The system opens new possibilities for medical education, pre‑operative planning, and patient communication, where clinicians can explore patient‑specific anatomy in VR with realistic lighting and immediate feedback to parameter changes.
Limitations and Future Work
- Reliance on Accurate Eye‑Tracking – The quality of the foveated region depends on low‑latency, high‑precision gaze data; errors could cause mis‑allocation of rendering resources.
- Peripheral Detail Constraints – With only a few hundred Gaussians, extremely fine structures (e.g., tiny capillaries) may not be faithfully represented in the periphery.

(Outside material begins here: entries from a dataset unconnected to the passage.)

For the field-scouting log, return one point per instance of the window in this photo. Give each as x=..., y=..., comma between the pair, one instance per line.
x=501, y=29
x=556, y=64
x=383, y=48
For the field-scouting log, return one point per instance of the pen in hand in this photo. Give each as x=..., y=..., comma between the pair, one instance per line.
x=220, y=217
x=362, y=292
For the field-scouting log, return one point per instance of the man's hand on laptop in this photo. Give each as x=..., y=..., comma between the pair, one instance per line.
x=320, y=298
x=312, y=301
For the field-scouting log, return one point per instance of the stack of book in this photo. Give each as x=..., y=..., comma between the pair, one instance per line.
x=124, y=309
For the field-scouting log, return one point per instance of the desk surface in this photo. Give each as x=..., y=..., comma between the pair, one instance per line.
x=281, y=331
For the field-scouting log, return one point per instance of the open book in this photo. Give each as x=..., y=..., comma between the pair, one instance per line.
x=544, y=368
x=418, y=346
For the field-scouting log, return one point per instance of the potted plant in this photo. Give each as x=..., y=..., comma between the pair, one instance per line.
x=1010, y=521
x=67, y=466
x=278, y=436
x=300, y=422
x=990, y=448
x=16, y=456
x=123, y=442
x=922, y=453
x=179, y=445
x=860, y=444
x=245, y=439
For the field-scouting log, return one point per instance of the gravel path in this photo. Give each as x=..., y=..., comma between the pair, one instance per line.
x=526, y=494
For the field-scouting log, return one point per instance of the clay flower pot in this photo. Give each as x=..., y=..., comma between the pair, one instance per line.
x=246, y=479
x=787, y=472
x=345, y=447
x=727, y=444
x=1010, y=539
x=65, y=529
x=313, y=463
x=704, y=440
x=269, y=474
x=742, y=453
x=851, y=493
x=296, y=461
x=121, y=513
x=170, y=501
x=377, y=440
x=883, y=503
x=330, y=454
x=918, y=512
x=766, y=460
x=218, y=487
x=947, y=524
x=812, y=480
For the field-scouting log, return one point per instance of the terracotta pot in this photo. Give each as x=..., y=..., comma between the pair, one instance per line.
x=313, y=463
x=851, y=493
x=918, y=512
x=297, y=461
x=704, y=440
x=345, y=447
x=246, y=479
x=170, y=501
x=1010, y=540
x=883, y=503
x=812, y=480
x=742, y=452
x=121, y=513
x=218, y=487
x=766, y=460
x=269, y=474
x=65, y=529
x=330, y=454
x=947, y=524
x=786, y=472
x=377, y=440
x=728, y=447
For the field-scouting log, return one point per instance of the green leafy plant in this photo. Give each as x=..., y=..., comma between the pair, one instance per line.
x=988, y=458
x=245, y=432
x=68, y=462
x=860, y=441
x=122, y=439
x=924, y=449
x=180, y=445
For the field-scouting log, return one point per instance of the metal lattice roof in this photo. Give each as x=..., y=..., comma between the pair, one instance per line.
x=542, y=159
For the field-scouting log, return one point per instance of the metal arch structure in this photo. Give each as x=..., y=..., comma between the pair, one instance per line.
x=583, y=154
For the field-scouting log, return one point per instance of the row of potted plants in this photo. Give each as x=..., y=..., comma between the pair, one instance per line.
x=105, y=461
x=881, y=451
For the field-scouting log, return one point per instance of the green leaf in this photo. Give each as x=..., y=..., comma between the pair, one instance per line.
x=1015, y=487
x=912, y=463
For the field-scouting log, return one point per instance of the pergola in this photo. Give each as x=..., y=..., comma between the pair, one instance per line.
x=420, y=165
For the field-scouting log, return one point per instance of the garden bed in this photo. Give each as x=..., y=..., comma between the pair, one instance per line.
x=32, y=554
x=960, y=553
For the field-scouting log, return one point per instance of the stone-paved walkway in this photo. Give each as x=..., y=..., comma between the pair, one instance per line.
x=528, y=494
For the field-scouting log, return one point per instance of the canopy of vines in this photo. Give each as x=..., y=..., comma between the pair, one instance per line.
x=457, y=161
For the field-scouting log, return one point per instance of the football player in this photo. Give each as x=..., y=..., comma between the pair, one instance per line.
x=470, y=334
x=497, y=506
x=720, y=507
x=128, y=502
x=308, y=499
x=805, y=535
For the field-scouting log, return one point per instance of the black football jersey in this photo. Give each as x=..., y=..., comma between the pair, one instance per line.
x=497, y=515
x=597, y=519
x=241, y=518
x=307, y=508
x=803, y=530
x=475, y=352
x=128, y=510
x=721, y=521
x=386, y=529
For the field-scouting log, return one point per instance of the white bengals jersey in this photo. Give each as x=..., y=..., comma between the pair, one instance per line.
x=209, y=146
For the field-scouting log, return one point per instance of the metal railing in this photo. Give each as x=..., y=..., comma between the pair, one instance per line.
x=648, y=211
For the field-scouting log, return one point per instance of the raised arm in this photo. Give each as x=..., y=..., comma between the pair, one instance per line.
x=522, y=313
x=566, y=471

- Potential Extensions – Incorporating multi‑scale Gaussian hierarchies, neural‑network‑based foveal‑to‑peripheral transfer, and more sophisticated denoising could further close the gap between peripheral and foveal fidelity.
In summary, the paper delivers a practical, high‑performance solution for immersive anatomical visualization that balances the competing demands of visual realism, interactivity, and hardware constraints, marking a significant step forward for VR‑based medical imaging.